In the morning he woke to find the pig still staring. The fidgeting heifer, impatient to roll, began her long day’s march while Hero and his boy were yet stretching and scratching, and the ******* pig, galloping heavily, fell in close behind. Each new day this routine was repeated. They banged past farms and small communities until the ruts intersected a broad rocky road wending halfway across the kingdom. The cow addressed this road with vigor. They picked up followers—a goat here, a couple of sheep there—which hurried after the wagon as best they could. The cow stomped on with resolve, mile after mile, day after day, her bell keeping steady time. That bell’s peal attracted foals, lambs, and kids into the wagon’s narrowing wake. Hares hopped between hooves and wheels, boars and blue foxes fell in and withdrew. White falcons, normally solo fliers, whirled into wedge shapes high overhead.

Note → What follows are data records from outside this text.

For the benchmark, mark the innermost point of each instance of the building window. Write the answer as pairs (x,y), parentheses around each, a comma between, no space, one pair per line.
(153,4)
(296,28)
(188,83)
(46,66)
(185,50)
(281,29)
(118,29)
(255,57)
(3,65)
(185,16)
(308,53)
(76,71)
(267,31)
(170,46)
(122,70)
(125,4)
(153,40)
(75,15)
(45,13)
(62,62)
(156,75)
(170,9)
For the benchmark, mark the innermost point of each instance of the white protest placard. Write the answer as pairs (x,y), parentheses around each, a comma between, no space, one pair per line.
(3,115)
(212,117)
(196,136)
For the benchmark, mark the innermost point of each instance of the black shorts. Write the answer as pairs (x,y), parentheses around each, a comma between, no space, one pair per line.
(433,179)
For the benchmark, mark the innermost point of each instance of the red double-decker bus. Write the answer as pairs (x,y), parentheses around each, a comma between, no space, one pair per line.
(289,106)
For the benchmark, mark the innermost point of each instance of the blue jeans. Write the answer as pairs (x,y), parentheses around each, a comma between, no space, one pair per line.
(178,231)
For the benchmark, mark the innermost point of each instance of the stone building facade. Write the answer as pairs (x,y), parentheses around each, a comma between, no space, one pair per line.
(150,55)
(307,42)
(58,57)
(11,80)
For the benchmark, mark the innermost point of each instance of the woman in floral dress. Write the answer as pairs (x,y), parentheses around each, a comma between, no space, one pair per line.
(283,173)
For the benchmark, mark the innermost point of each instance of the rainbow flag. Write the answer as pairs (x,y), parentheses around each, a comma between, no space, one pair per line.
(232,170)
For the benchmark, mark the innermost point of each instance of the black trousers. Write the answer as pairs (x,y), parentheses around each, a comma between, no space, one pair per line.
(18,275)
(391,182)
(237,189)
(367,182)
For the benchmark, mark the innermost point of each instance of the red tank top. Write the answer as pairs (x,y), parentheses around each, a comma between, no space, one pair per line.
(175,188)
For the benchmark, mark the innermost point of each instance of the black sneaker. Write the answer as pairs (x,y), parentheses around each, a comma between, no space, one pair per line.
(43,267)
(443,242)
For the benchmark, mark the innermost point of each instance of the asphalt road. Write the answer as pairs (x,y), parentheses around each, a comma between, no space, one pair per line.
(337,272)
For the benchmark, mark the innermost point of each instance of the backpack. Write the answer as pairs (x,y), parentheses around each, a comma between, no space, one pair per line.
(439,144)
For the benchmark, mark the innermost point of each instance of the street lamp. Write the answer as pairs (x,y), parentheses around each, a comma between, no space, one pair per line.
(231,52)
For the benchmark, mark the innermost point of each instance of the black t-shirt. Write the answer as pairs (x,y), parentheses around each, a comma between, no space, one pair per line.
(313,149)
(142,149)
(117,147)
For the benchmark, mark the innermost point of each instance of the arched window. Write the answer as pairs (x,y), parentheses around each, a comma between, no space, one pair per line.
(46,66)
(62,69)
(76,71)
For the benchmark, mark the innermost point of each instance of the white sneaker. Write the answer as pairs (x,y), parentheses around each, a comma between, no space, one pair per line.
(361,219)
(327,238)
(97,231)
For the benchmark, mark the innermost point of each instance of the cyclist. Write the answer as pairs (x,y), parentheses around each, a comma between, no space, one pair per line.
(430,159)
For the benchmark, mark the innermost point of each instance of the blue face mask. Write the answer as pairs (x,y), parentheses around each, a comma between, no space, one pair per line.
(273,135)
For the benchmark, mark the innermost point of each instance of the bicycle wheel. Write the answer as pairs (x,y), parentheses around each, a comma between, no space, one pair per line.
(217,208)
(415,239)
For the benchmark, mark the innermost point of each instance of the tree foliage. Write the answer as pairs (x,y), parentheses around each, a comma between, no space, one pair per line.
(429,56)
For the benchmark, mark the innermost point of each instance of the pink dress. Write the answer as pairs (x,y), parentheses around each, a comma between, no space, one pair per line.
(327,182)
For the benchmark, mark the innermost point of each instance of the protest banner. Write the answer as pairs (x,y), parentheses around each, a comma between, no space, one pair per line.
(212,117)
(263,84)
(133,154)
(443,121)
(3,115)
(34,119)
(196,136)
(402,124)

At night the entire train would camp on the road while the boy raided proximate farmsteads, always returning fully laden. And as soon as the fire died the colony grew, creature by creature, and the moment the sun broke the horizon the heifer came to life and moved on, but each day a bit more resolutely, as though straining to meet a deadline. The march took on a sense of real urgency. The cow pressed on with attitude, the clang of her bell more strident with each passing mile. Soon her followers numbered in the hundreds, as animals deserted their farms or crept out of the woods to tag along. Tillers and traders stood dumbfounded, amazed by the bizarre flow.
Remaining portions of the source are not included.